As stated, not really high level and far from optimal, but it does the trick.
Good luck with it!
2
Answers
Hello, World!
I have new data. This is the farthest I could go with my limited knowledge on how to operate with JSON. I still can't enclose the "Registration Subtypes" into an enclosing string or something that can help me achieve the desired results.
Is there any kind of trick I can use to actually form the desired JSON file? I'm still researching my options, as long as these don't include using an external thing to build JSON
All the best,
As we've discussed in other threads, RapidMiner's ability to deal with complex JSON formats is somewhat limited. I am not aware of any way for you to get RapidMiner to create the JSON file with the nested array structure that you want. But I would love to see if any of the other experts in the community have a solution for this!
Lindon Ventures
Data Science Consulting from Certified RapidMiner Experts
Hi Rodrigo,
can you share the json files or some process/script that generates the data?
It looks like the solution is a join on zone_id, but I am surely missing the point somewhere.
Regards,
Sebastian
Hi Rodrigo,
I battled this for about 45 min and could not get it. RapidMiner just does not have good JSON tools right now.

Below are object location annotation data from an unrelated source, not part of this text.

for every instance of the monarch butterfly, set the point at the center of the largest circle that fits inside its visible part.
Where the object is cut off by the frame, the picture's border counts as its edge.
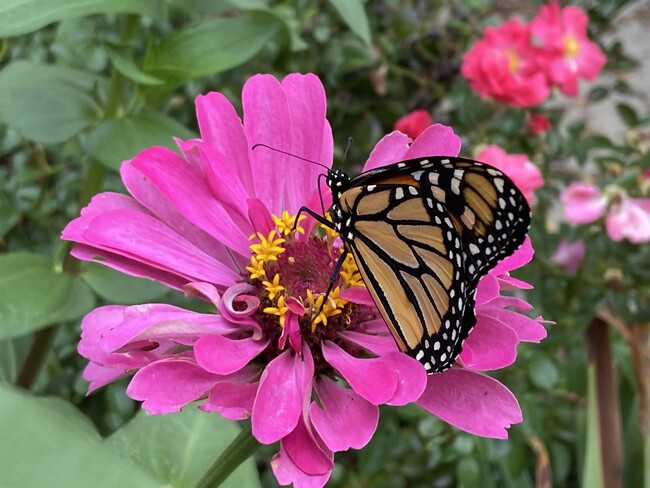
(422, 233)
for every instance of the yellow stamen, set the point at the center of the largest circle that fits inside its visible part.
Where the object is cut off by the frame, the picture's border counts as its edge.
(571, 46)
(286, 222)
(280, 310)
(268, 248)
(256, 269)
(274, 287)
(350, 272)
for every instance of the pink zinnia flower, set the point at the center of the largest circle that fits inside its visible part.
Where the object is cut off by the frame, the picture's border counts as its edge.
(414, 123)
(503, 65)
(583, 203)
(629, 218)
(538, 123)
(569, 255)
(561, 34)
(525, 174)
(267, 354)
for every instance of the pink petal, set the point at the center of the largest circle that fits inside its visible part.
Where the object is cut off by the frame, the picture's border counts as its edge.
(233, 401)
(373, 379)
(437, 140)
(307, 107)
(161, 321)
(527, 329)
(188, 191)
(267, 120)
(471, 402)
(390, 149)
(493, 344)
(286, 472)
(220, 355)
(343, 419)
(305, 452)
(221, 128)
(150, 197)
(583, 203)
(411, 378)
(284, 385)
(166, 386)
(138, 236)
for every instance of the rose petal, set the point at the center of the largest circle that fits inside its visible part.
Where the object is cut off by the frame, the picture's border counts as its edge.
(220, 355)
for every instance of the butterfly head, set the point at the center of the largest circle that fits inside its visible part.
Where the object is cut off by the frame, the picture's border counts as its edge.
(337, 180)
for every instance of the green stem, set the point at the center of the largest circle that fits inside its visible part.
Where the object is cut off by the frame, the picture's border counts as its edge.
(236, 453)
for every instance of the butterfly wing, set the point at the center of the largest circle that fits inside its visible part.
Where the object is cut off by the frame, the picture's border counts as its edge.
(422, 233)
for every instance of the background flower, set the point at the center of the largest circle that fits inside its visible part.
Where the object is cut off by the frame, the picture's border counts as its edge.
(567, 53)
(525, 174)
(503, 65)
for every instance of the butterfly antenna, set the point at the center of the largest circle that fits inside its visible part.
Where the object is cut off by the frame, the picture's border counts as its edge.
(290, 154)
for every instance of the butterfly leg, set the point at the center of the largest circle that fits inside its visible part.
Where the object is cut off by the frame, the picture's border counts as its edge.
(311, 213)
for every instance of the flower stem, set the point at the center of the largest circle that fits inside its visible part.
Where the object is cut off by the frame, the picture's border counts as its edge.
(239, 450)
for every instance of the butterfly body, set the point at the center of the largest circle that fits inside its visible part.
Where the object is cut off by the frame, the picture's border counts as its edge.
(422, 233)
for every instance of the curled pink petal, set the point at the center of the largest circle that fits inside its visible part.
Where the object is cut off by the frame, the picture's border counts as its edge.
(342, 418)
(472, 402)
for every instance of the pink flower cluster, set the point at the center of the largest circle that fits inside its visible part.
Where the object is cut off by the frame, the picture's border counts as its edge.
(626, 217)
(518, 64)
(310, 374)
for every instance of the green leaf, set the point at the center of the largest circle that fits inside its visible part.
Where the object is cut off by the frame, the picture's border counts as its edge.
(120, 288)
(543, 372)
(627, 114)
(210, 47)
(46, 103)
(23, 16)
(354, 15)
(47, 442)
(179, 448)
(33, 295)
(123, 63)
(115, 140)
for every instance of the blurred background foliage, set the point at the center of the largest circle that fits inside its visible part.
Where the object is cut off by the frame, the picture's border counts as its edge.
(87, 84)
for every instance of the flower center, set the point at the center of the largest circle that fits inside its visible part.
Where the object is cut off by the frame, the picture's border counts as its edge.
(291, 273)
(571, 46)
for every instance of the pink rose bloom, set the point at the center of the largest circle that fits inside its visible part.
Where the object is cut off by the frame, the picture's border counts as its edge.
(414, 123)
(503, 65)
(561, 34)
(538, 123)
(312, 381)
(569, 255)
(526, 175)
(629, 219)
(583, 203)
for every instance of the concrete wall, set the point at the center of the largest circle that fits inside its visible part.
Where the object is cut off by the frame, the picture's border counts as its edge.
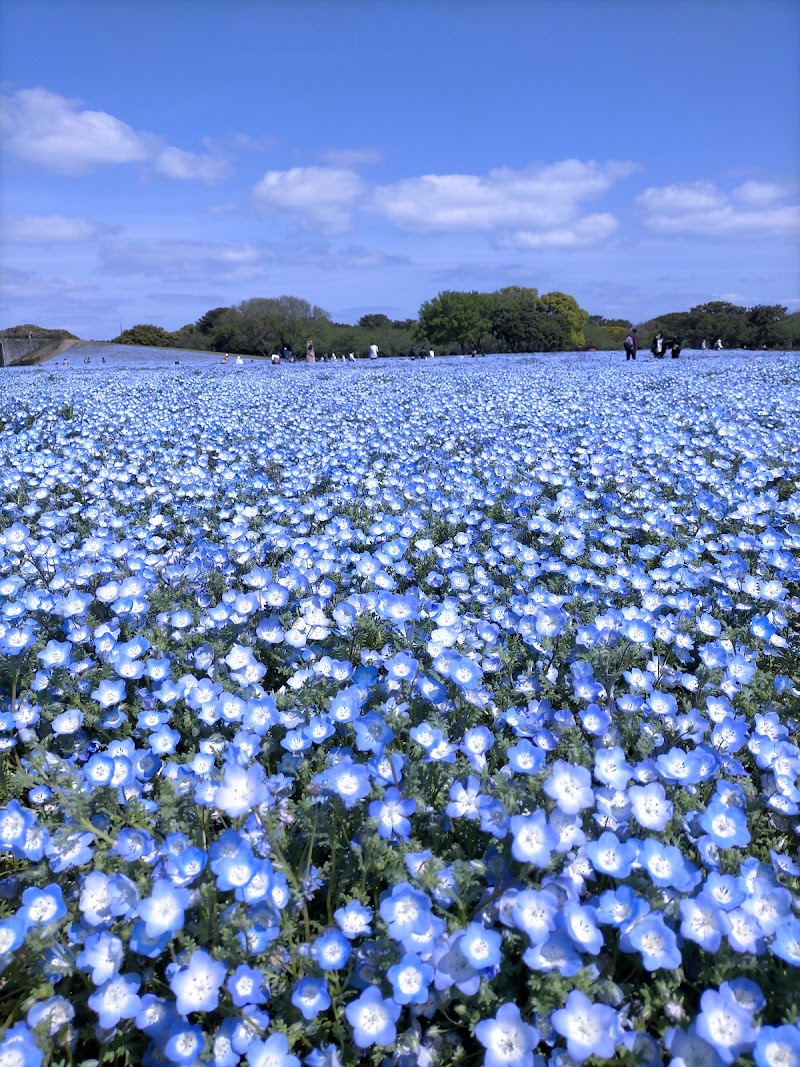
(16, 350)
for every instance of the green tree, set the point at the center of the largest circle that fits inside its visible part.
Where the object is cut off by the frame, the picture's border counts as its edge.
(765, 321)
(574, 316)
(451, 317)
(147, 335)
(271, 322)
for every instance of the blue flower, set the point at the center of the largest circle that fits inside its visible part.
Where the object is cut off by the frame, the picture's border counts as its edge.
(411, 980)
(245, 986)
(611, 856)
(570, 785)
(508, 1040)
(348, 780)
(392, 814)
(778, 1046)
(163, 910)
(726, 1026)
(273, 1052)
(656, 942)
(372, 1019)
(354, 920)
(589, 1029)
(310, 997)
(116, 999)
(534, 840)
(196, 985)
(480, 946)
(331, 950)
(726, 826)
(185, 1045)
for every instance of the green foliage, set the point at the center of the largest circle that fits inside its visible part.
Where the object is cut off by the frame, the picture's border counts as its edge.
(461, 318)
(147, 335)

Perhaps there are some good Python libraries that will do this trick for you?
Scott
Hi @SGolbert, @sgenzer and @Telcontar120
Here is the result of my research:
@SGolbert: with joining, if you have an example set with X categories and another with Y elements per category, you will end up with (XY) example sets. What I am looking for is something that help me including an example set as a property inside another example set, and the inverse operations that I would call mapping and flattening. With that, you end up with X categories and an array (or hash) inside each category.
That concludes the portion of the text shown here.